Module-by-Module Behavior

  • M1:
    • AI infers likely answers for unanswered questions based on answered responses and evidence notes.
    • UI per question: “Sugerencia IA” card with Apply and Dismiss.
    • Applying uses existing response save route so scoring pipeline is unchanged.
  • M2:
    • AI analyzes strategic data + evidence counts to propose prioritized actions and missing evidence by section.
    • UI in each section + results tab: “Plan sugerido por IA”.
    • Suggested field values are shown as explicit apply actions, never auto-written.
  • M3:
    • Keep deterministic scoring as base.
    • AI re-ranks only top deterministic candidates to control latency/cost.
    • UI shows three values: deterministic score, AI fit, blended score; reasons become semantic and more specific.
  • M7:
    • AI creates a prioritized compliance playbook from existing alerts/deadlines/checklist.
    • UI adds “Plan IA” tab with incident predictions + actions with owner suggestion and target date.
    • No severity/status changes are auto-applied.
  • M10:
    • AI simulates auditor perspective using latest simulation and dossier.
    • UI adds “Dictamen IA” with likely findings, missing evidence, and remediation order.
    • Deterministic section scores remain unchanged and visible alongside AI narrative.

Test Plan

  • Unit tests:
    • AI parser/normalizer for each module schema.
    • prompt truncation + fallback behavior.
    • suggestion persistence lifecycle (GENERATED -> ACCEPTED/DISMISSED).
  • Route tests:
    • auth, validation, malformed JSON handling.
    • OpenAI failure paths return structured fallback/empty-assist safely.
  • Integration tests:
    • M1 apply suggestion updates response but does not break scoring calculations.
    • M2/M3/M7/M10 AI outputs render without changing deterministic KPIs/scores unless user explicitly applies where applicable.
  • Regression tests:
    • existing deterministic test suites for M1/M2/M3/M7/M10 continue passing unchanged.
  • Acceptance scenarios:
    • each module can produce at least one AI suggestion with trace metadata.
    • user can accept/dismiss and decision is persisted.
    • pages remain functional when AI is unavailable.

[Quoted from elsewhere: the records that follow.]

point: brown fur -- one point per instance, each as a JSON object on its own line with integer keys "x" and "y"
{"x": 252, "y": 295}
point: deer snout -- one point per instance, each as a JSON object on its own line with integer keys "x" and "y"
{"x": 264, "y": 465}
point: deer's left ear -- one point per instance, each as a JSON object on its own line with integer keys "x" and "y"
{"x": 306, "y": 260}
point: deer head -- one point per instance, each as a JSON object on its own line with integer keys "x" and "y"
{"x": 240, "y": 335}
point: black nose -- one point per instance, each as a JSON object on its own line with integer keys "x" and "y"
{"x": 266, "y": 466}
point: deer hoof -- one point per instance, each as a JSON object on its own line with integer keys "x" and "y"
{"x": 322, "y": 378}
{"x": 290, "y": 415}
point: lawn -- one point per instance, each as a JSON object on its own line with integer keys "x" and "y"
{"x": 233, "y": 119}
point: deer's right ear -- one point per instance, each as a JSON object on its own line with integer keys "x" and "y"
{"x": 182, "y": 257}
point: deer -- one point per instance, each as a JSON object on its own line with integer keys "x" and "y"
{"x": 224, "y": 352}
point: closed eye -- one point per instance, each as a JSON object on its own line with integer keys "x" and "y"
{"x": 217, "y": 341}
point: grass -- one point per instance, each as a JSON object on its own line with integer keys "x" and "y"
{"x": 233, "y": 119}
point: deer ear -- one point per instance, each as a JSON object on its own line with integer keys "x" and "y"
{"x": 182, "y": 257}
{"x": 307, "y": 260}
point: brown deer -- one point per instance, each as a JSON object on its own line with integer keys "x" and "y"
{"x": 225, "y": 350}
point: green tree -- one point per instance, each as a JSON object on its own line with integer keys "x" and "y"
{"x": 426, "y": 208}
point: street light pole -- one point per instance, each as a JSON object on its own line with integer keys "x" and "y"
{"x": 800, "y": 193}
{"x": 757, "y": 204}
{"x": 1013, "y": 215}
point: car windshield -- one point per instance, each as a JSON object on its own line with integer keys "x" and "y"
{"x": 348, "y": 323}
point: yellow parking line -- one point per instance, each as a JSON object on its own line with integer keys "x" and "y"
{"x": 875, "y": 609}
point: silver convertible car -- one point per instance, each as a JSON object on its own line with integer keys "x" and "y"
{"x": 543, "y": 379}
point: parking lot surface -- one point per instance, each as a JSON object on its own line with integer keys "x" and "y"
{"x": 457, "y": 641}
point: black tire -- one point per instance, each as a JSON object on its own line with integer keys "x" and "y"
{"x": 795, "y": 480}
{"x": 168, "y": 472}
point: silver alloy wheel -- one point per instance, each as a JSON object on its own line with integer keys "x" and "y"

Environment and Rollout Defaults

  • New env vars:
    • OPENAI_SMART_MODEL=gpt-4.1
    • OPENAI_SMART_FALLBACK_MODEL=gpt-4.1-mini
    • OPENAI_SMART_TIMEOUT_MS=75000
    • OPENAI_SMART_MAX_CHARS=55000
    • optional per-module overrides (OPENAI_M1_MODEL, OPENAI_M2_MODEL, etc.).
  • Rollout:
    • Phase 1: backend + trace model + M3 and M10 (highest visible value).
    • Phase 2: M1 and M2 assist flows.
    • Phase 3: M7 predictive playbook tuning.
  • Documentation updates:
    • add a new section in README for “AI Assist Modules (M1/M2/M3/M7/M10)” and env variables.

Assumptions

  • Current auth gating behavior remains unchanged in this scope.
  • AI output language is Spanish for end-user text.
  • No auto-application beyond explicit user action.
  • Existing AI-enabled modules (M4/M5/M6/M8/M9) are not refactored in this effort.